Parsnips don’t germinate by sowing seeds directly into the ground.  I found out (too late!) that you should get them started on damp paper towels first.  Never mind – I’m using the space they were supposed to grow to sow cut and come again mixed lettuce leaves.  And talking of lettuce – we’re overrun with cos lettuce plants!  We sowed way, way too many in a seed tray and have lettuces everywhere!  Interestingly, the first lettuces I planted (in amongst the onions) are still really small compared to the rest – they were planted out too early (March) and should have been more developed.  Although we are assuming that everything here in Monte is ahead of the UK planting schedule by a month or so because of the climate, it does seem as if the altitude of the land means that it is maybe only 2 weeks ahead.
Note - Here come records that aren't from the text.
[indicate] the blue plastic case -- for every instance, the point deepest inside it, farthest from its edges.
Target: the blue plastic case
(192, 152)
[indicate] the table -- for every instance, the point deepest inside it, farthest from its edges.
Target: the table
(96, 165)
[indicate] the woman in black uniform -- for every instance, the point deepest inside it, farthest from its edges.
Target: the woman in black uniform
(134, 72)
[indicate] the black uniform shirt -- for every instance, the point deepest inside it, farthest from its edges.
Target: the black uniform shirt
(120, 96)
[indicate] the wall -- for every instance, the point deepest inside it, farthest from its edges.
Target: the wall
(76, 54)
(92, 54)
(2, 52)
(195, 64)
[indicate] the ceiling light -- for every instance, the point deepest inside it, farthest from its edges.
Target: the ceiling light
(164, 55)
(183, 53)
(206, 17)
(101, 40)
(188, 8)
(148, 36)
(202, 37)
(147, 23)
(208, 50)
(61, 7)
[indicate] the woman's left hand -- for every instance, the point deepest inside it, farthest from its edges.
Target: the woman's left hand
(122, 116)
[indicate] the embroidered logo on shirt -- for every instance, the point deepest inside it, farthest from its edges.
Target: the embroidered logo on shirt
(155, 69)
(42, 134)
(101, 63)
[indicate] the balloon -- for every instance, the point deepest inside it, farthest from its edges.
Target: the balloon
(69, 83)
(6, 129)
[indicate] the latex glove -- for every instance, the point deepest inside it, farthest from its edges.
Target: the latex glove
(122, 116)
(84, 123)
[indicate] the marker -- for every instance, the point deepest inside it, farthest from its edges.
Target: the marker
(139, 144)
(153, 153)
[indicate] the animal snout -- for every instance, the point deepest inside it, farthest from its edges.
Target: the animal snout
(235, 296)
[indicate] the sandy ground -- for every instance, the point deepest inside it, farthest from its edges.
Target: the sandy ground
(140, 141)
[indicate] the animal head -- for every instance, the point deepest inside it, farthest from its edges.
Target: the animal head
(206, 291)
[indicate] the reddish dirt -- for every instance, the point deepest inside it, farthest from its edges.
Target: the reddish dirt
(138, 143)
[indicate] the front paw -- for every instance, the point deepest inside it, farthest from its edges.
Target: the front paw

I am trying to grow passion flower plants after Katie raved about them and then kindly pinched me some cuttings.  They sound the perfect thing to grow up the inside of the palm fence – they grow like stink when they get established with massses of leaves and gorgeous looking flowers and best of all produce passion fruit – so when the palms degrade as they inevitably will, hopefully the vine will have taken over and covered the fence with its leaves, flowers and fruits.  Steve prepared inter-nodal cuttings, stripping excess leaves, pinching out all the flower buds etc and potted them up.  I covered them with a plastic bag and kept them moist (recycling a window cleaner plastic bottle – it makes an excellent plant sprayer) but then, stupidly, moved them outside temporarily when rearranging the seed trays and forgot about them.  I only spotted my mistake after they’d spent 2 hours in the baking sun.  They had gone from being bright, perky cutting to wilted, pathetic things in soil that was literally hot to touch!  I was gutted.  I quickly sprayed them with lots of water and put them outside in the shade to cool down.  I wasn’t hopeful they would survive but they seemed to have perked up again.  They are safely back indoors, in partial shade, well misted and in loosley covered with plastic to retain the moisture.  I am keeping everything crossed for them and will be fretting over them for the next few weeks!

And my final stress is being ’surrogate mum’ to Mon’s seeds.  She has given me quite a few wonderful organic seeds to germinate for her and I have seed trays full of them, all carefully planted in rows so I’ll know what’s a real seedling and not a random weed; all labelled and regularly misted with water to keep them from drying out too much.  I wake up every morning and go & check the seeds trays, trying to remember the wise words on each of the packets of seeds: ‘Be patient’.